Nouvelles Solidarités Alimentaires
Dre Lucia Bordone, Prof. Nicolas Duvoux
L’aide alimentaire fait l’objet de critiques et de propositions d’action publique très nourries depuis plusieurs années. Elle reste une réponse d’urgence face aux situations de dénuement et de non-droit, mais aussi un moyen d'ajuster les budgets des foyers les plus modestes. Ces raisons expliquent le recours croissant à l'aide alimentaire, marqué par l’enchaînement des crises (sanitaire, puis inflationniste). L’ampleur de ces crises a donné lieu à la mise à l’agenda d’un droit à l’alimentation, et Genève est devenu le premier canton Suisse à l'adopter, suite à une votation en 2023.

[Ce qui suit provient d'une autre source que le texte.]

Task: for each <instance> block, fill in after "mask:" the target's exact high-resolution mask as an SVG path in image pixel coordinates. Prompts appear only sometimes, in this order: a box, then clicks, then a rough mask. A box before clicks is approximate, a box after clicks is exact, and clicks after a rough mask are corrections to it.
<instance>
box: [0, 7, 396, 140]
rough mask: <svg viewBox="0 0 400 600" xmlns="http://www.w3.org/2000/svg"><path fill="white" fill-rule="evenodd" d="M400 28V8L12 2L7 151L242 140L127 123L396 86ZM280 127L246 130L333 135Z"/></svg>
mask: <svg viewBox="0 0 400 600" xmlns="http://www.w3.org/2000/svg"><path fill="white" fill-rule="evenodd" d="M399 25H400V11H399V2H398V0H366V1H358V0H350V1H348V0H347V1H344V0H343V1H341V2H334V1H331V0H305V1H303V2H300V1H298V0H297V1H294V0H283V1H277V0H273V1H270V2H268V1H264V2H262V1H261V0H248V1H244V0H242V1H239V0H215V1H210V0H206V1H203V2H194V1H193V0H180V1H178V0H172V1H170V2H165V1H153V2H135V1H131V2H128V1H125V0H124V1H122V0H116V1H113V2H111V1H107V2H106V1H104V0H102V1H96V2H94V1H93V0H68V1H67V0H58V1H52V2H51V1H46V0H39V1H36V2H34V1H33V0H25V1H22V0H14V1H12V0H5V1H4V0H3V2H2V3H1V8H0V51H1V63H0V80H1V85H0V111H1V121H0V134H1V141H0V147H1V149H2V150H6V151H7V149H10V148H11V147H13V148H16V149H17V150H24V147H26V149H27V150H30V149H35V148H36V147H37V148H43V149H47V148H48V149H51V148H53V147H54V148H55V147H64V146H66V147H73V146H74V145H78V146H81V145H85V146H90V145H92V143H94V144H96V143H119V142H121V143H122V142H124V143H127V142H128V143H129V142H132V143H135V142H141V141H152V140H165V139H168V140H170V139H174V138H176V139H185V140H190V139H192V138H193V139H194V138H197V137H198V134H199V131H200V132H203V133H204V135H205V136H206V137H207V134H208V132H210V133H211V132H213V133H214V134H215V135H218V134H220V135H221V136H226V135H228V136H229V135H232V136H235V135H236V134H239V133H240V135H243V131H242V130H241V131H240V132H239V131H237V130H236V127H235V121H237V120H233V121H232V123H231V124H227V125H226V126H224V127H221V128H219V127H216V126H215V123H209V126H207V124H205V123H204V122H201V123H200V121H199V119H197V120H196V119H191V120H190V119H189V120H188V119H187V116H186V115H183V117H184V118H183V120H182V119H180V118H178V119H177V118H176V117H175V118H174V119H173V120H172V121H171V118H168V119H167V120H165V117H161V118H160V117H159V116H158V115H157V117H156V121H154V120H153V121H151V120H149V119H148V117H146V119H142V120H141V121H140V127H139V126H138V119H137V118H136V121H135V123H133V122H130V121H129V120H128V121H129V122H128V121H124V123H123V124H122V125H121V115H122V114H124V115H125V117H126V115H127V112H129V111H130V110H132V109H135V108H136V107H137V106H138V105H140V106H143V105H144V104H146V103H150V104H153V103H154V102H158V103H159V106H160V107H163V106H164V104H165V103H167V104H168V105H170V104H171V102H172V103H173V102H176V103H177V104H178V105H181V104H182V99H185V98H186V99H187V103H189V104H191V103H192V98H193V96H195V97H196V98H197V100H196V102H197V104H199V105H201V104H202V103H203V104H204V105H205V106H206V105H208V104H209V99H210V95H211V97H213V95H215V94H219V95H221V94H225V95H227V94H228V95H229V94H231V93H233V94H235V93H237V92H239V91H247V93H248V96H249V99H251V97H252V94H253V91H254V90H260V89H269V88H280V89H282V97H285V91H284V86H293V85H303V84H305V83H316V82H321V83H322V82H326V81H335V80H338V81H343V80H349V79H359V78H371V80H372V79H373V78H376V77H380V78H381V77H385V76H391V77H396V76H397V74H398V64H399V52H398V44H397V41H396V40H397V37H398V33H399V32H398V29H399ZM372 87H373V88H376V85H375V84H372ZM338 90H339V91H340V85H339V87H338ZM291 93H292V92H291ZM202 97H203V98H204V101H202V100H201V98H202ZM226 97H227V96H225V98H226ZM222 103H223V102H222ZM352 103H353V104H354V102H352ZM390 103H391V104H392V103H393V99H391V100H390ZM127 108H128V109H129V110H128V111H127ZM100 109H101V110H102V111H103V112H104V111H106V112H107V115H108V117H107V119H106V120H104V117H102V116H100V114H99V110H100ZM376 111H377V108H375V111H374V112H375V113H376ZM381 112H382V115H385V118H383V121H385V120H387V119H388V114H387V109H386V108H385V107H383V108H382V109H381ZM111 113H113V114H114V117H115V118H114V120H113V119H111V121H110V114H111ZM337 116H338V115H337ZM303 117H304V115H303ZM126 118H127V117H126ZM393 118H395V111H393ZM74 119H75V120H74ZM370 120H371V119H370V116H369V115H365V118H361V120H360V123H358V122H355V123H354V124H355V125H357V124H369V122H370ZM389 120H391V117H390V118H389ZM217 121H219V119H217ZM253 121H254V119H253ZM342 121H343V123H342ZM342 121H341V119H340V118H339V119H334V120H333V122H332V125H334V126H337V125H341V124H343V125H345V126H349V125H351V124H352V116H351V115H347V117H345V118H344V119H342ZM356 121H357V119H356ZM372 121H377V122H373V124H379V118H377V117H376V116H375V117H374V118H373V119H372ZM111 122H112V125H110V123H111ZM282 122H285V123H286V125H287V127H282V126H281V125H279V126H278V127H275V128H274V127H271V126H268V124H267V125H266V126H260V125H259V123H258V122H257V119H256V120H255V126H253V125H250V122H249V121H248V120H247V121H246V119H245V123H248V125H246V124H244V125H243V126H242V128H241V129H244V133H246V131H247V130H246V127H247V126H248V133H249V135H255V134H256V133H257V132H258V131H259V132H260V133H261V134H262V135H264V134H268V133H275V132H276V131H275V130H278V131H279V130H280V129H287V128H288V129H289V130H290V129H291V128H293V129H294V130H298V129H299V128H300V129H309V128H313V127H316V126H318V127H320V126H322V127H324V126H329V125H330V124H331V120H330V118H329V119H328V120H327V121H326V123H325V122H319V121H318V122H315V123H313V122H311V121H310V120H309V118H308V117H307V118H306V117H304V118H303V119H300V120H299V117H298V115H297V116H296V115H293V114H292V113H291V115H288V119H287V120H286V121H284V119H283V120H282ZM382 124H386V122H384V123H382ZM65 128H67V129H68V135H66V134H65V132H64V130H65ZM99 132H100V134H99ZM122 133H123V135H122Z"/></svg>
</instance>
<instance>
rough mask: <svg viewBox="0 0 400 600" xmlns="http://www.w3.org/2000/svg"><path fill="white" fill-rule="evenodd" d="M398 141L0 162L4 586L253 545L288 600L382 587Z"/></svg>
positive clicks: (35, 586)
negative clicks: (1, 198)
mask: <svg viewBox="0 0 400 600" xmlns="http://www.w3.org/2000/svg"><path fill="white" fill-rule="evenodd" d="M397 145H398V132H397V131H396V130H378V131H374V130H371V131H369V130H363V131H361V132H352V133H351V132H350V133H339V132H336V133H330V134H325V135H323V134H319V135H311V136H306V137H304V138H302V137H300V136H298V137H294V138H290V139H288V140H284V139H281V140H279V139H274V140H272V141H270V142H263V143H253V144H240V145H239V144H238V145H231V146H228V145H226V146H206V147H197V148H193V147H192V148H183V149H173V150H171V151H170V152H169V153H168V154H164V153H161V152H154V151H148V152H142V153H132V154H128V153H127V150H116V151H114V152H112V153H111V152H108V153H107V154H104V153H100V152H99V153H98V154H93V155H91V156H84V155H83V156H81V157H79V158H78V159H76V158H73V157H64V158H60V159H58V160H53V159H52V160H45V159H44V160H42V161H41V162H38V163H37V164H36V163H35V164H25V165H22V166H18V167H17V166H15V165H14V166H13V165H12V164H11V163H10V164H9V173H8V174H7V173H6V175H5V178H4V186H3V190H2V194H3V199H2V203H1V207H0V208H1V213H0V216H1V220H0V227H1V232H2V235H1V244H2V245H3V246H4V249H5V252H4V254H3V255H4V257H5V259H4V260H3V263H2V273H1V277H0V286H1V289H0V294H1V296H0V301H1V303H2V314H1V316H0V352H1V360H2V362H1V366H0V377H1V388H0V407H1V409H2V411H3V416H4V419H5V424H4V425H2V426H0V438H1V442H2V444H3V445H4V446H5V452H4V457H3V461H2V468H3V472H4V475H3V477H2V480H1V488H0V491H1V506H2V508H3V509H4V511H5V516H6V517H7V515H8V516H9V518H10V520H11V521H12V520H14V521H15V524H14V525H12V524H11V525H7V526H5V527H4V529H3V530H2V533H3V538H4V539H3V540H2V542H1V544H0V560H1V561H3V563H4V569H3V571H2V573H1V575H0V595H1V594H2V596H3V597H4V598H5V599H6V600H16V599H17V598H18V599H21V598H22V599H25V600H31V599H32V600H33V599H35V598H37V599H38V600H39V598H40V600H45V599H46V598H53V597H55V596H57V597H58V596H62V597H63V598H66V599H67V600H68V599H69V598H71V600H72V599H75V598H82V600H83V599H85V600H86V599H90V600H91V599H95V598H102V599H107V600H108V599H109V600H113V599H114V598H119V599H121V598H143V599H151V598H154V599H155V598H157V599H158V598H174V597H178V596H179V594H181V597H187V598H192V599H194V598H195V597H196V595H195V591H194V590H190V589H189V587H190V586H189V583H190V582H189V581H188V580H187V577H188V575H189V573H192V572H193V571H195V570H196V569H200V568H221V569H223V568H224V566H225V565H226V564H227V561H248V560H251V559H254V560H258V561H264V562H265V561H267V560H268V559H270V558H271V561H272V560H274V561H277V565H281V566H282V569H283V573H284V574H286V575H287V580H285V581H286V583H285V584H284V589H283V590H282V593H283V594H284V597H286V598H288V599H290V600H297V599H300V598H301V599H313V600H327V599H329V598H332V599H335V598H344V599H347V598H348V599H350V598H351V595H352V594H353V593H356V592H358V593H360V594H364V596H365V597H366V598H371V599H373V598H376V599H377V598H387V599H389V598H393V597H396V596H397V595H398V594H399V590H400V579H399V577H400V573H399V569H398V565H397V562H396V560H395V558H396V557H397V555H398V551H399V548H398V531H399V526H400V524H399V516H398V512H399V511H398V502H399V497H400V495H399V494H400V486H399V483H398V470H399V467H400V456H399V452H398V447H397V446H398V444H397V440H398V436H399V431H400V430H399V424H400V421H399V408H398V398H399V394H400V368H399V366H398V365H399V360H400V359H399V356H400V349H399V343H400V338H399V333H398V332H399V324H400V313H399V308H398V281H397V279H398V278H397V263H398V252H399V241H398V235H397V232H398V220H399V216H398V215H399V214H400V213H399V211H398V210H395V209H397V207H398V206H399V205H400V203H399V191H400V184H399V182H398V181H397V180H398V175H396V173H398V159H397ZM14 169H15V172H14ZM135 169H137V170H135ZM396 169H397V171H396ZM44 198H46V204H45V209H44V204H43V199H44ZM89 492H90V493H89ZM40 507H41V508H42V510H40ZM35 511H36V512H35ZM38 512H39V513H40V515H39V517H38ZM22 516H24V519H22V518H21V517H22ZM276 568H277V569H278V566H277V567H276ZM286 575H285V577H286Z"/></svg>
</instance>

Malgré son rôle irremplaçable et la nécessité, au moins à moyen terme, de maintenir des systèmes de distribution, l’aide alimentaire pose des problèmes de manque d’efficience dans l’allocation des ressources mobilisées, de liberté de choix et de dignité pour les bénéficiaires. Des circuits de distribution complexes, placés en bout de chaîne de la grande distribution ont été progressivement élaborés et se sont structurés. Par ailleurs, initialement développés autour de la lutte contre le gaspillage, ils recourent de plus en plus à l’achat de denrées pour répondre aux besoins qu’ils rencontrent et pour assurer une offre homogène et de qualité suffisante. Néanmoins, ces systèmes de distribution ont l’avantage de pouvoir constituer une porte d’entrée vers l’accompagnement social et de donner accès à des interlocuteurs (associatifs) physiquement présents dans les lieux dédiés à la distribution. Comment faire en sorte que la refondation de l’aide alimentaire permette de penser les voies d’une véritable autonomisation des personnes en situation de vulnérabilité sociale ? Comment les fondations investissent-elles cette question et y trouvent-elles des moyens d’apporter dignité et respect des personnes et de leur capacité d’initiative et de choix ? Quelle circulation entre des exemples étrangers, notamment du Sud (Amérique du Sud, Afrique Australe[1]) et les initiatives et innovations sociales locales ?
La recherche conduite par Dre Lucia Bordone de la Haute Ecole en Travail Social (HETS) se consacre à l’étude des « Nouvelles Solidarités Alimentaires » par la mise en œuvre d’un dispositif d’étude participatif, pluridisciplinaire et comportant une expérimentation de « cartes » alimentaires offrant plus de souplesse et de liberté aux bénéficiaires, sur l’exemple du projet « Passerelle » développé par Action Contre la Faim à Montreuil en banlieue parisienne.
Le Centre en philanthropie de Genève contribue à la mise en œuvre de cette démarche dans le cadre d’un partenariat à plusieurs dimensions avec Dre Lucia Bordone : mise en œuvre d’une démarche évaluative rigoureuse et application d’un protocole mesuré scientifiquement ; réflexion sur le rôle d’orientation, d’initiative, d’expérimentation et de « droit à l’échec » des fondations philanthropiques[2] ; contribution à l’espace public et à la délibération civique par la mise sur pied et l’animation d’un Comité des parties rassemblant les acteurs académiques, associatifs et politiques concernés.
[1] Ferguson, J. (2021), Presence and social obligation. An Essay on the Share, Prickly Paradigm Press.
[2] Reich, R. (2018) Just Giving : Why Philanthropy is Failing Democracy and How It Can Do Better, Princeton University Press.